La déchéance de nationalité comme mesure de lutte contre le terrorisme: une approche compatible avec les droits de l’homme?
Réponse à Recommandation
| Doc. 15006
| 12 novembre 2019
- Auteur(s) :
- Comité des Ministres
- Origine
- Adoptée lors de la
1359e réunion des Délégués des Ministres
(5 novembre 2019). 2019 - Commission permanente de novembre
- Réponse à Recommandation
- : Recommandation 2145
(2019)
1. Le Comité des Ministres
a examiné avec intérêt la
Recommandation
2145 (2019) de l’Assemblée parlementaire intitulée «La déchéance
de nationalité comme mesure de lutte contre le terrorisme: une approche
compatible avec les droits de l’homme?», qu’il a communiquée au
Comité européen de coopération juridique (CDCJ), au Comité de lutte
contre le terrorisme (CDCT) et au Comité directeur pour les droits
de l'homme (CDDH), pour information et commentaires éventuels.
2. Le Comité des Ministres souligne que la déchéance de la nationalité
peut soulever des questions sous l’angle de l’article 15 de la Déclaration
universelle des droits de l’homme (droit à la nationalité) et de
l’article 8 de la Convention européenne des droits de l’homme (droit
au respect de la vie privée et familiale) et rappelle que la Convention
européenne sur la nationalité (STE n° 166) reconnaît le droit à
la nationalité et interdit toute privation arbitraire de celle-ci.
De plus, bien que l’octroi ou le retrait de la nationalité relève
de la décision souveraine de chaque État, toute décision de retrait
de la nationalité doit avoir une base légale et ne doit pas avoir
un effet discriminatoire. La déchéance de nationalité ne doit pas
constituer une mesure de lutte contre le terrorisme si la personne
devient de ce fait apatride. Le Comité des Ministres rappelle qu’un
apatride est une personne qui n’est considérée comme son ressortissant
par aucun État en application de sa législation
Note.
La déchéance de nationalité devrait également être accompagnée des
autres garanties prévues par la Convention européenne sur la nationalité.
3. Le Comité des Ministres relève que la Convention européenne
sur la nationalité fournit un cadre juridique suffisant à la fois
pour priver de nationalité une personne, à condition que celle-ci
détienne au moins une autre nationalité (article 7), et pour protéger
les personnes de la déchéance arbitraire de nationalité (article 4).
Il encourage les États membres du Conseil de l’Europe qui ne l’ont
pas encore fait à envisager de signer et/ou ratifier cette Convention.
Il note également que la Convention dispose que les États parties peuvent
prévoir la perte de nationalité dans le cas où le comportement d’une
personne porte un préjudice grave aux intérêts essentiels de l'État
(article 7.1.d).
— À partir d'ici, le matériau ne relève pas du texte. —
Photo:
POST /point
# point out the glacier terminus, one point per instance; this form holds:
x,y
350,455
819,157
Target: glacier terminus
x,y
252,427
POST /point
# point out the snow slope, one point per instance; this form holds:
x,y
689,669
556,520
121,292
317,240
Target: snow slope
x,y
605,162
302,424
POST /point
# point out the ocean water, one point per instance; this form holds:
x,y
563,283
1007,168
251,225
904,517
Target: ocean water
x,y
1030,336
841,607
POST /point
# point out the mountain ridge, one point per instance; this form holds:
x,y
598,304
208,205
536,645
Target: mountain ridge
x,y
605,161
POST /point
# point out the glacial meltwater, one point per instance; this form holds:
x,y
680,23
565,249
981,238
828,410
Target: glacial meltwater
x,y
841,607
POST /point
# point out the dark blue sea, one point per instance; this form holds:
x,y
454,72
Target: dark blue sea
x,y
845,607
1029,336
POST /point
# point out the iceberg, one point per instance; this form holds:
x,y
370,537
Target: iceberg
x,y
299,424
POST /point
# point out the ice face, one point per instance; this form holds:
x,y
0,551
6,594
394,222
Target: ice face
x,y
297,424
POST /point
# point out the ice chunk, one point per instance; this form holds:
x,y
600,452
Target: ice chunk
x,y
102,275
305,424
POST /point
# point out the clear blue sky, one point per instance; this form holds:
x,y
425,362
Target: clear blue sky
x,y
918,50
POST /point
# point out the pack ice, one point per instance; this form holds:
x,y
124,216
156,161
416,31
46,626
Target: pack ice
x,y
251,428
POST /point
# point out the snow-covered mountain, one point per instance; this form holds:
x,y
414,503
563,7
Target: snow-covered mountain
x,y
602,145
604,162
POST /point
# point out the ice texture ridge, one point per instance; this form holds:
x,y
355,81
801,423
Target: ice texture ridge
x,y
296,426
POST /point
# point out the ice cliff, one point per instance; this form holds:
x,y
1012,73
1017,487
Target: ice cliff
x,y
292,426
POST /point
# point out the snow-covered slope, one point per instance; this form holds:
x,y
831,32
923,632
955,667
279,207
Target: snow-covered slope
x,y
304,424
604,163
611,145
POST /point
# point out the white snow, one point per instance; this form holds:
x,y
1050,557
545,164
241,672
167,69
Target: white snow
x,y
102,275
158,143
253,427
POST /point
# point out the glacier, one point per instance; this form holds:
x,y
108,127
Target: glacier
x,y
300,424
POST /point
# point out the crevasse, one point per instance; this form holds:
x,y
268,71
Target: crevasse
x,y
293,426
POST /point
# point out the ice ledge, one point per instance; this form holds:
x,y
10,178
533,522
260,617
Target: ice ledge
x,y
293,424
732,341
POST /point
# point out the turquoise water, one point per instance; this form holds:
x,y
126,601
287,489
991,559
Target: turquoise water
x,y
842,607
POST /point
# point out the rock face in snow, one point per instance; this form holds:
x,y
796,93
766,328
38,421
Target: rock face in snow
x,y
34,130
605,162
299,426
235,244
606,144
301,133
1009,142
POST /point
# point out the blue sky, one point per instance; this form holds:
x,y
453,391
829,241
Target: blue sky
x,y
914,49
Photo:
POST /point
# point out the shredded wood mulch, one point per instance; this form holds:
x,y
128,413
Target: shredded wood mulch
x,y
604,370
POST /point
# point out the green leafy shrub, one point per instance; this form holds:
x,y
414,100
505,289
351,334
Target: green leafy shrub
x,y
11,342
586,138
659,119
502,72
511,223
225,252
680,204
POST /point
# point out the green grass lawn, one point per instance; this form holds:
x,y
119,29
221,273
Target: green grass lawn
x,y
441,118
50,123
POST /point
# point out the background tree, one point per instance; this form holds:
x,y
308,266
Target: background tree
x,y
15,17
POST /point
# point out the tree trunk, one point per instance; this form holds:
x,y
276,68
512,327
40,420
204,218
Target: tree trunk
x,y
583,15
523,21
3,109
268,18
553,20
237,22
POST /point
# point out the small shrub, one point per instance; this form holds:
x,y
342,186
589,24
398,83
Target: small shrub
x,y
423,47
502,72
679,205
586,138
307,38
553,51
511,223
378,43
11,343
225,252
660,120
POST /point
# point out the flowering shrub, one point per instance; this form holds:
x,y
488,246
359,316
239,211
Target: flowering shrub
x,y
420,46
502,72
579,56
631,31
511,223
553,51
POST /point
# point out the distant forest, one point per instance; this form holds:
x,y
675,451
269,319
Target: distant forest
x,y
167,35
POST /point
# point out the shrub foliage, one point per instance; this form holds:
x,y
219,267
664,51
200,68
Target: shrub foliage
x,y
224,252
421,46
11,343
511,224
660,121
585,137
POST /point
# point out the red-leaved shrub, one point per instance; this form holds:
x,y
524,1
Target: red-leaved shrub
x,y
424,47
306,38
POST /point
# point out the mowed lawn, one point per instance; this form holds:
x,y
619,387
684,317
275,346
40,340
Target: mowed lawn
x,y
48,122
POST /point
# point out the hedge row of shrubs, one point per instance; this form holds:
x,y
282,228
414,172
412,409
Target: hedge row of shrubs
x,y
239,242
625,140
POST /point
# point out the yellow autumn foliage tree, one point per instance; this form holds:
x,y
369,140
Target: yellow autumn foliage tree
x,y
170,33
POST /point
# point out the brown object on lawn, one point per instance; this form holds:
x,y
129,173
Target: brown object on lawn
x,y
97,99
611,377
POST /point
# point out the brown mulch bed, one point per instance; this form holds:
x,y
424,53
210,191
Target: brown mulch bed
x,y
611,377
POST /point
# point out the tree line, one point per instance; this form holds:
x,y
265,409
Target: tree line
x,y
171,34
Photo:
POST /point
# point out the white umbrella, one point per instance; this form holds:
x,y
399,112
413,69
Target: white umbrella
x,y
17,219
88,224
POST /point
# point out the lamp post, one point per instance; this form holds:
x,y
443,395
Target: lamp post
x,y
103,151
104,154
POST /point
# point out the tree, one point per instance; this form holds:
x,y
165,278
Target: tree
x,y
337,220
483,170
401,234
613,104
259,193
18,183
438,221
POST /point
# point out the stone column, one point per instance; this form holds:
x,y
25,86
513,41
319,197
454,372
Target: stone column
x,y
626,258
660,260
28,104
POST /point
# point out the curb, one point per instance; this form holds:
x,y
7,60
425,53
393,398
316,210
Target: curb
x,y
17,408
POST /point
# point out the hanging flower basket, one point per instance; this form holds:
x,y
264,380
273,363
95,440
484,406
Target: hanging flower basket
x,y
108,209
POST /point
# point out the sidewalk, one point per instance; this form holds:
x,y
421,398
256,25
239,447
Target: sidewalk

Des orientations sur les modalités d’application
de cette disposition par les États parties pourraient en effet être
examinées.
4. En ce qui concerne la recommandation 1.1 de l’Assemblée, le
Comité des Ministres note qu’une étude comparative sur la législation
des États membres du Conseil de l’Europe autorisant la privation
de nationalité, pourrait servir de base pour de futures délibérations
entre les États membres sur l’utilité de la déchéance de nationalité
en tant que mesure de prévention du terrorisme et sur les problèmes
juridiques qu’elle peut poser, ainsi que sur d’éventuelles mesures
de substitution à la déchéance. Cette étude pourrait s’inscrire
dans le cadre des activités de prévention de la Stratégie du Conseil
de l’Europe contre le terrorisme (2018-2022), et en particulier
de l’activité 3.1 relative à la collecte des meilleures pratiques
relatives à la déradicalisation, au désengagement et à la réinsertion
sociale. D’éventuelles lignes directrices telles que recommandées
par l’Assemblée dans sa recommandation 1.2 pourraient, dans un second
temps, s’inscrire dans un ensemble plus vaste de recommandations
aux États membres portant sur la déradicalisation, le désengagement
et la réinsertion sociale. Le Comité des Ministres tiendra l’Assemblée
informée de tout développement dans ce domaine.